Sciences Po Paris 2

Le vice-président du Front National devait débattre hier soir avec le secrétaire d’Etat Matthias Fekl dans un amphithéâtre de la grande école parisienne. Un débat annulé suite à la manifestation.

Le Front National n’est définitivement pas le bienvenu à Sciences Po. Plusieurs épisodes récents ont fait grincer des dents rue Saint-Guillaume, une tendance confirmée hier soir lors de l’invitation du vice-président du parti, Florian Philippot. Ce dernier devait venir débattre avec le secrétaire d’Etat au Commerce extérieur Matthias Fekl lors d’un «Grand Oral» organisé par des associations étudiantes de l’Institut d’études politiques parisien. Mais plusieurs dizaines d’étudiants ont empêché, par une manifestation dans le hall de l’école, la tenue du débat.

«Une quarantaine d’étudiants ont organisé un sit-in en fin de journée dans le hall principal et devant un amphithéâtre de l’école d’études politiques», a indiqué à l’AFP Benjamin Duhamel, organisateur de ce rendez-vous politique animé par trois associations étudiantes. Le vice-président du Front National devait débattre sur le thème de «l’Europe face à la mondialisation», a ajouté l’organisateur, qui a déploré que «des étudiants de groupuscules d’extrême gauche aient empêché 500 personnes d’assister à ce débat (...) au nom d’un combat contre le racisme, l’antisémitisme et la xénophobie que par ailleurs nous respectons».

«Les fascistes seront défaits», réplique Florian Philippot

Florian Philippot «devait rencontrer des étudiants pendant deux heures, dans le cadre d’un débat contradictoire - un échange de 30 minutes était prévu avec Matthias Fekl, secrétaire d’Etat chargé du Commerce extérieur, puis 30 minutes de questions-réponses avec les étudiants», ont détaillé dans un communiqué les trois associations à l’origine du rendez-vous.
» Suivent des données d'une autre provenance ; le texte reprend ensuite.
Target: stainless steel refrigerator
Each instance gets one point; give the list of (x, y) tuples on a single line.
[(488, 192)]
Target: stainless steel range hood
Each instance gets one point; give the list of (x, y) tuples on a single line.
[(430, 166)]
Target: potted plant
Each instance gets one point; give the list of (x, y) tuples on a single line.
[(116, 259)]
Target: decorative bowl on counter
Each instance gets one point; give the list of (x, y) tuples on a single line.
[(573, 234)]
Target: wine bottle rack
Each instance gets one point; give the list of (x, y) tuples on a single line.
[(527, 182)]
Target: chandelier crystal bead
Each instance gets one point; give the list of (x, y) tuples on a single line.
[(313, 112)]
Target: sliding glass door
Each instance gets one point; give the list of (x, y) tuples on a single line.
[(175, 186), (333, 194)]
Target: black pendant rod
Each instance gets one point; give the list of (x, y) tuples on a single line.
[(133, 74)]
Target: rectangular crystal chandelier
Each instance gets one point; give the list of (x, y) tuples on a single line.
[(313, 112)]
Florian Philippot a dénoncé sur Twitter l’annulation de l’événement, affirmant: «Ce n’est que partie remise: les fascistes seront défaits».

Pour Benjamin Duhamel, l’annulation de la conférence «n’aura qu’une incidence: renforcer le discours anti-élite des militants et des élus du Front National». «Vouloir combattre les idées du Front National en les bâillonnant et en les empêchant de parler est absurde», a estimé l’étudiant, qui s’est dit «consterné».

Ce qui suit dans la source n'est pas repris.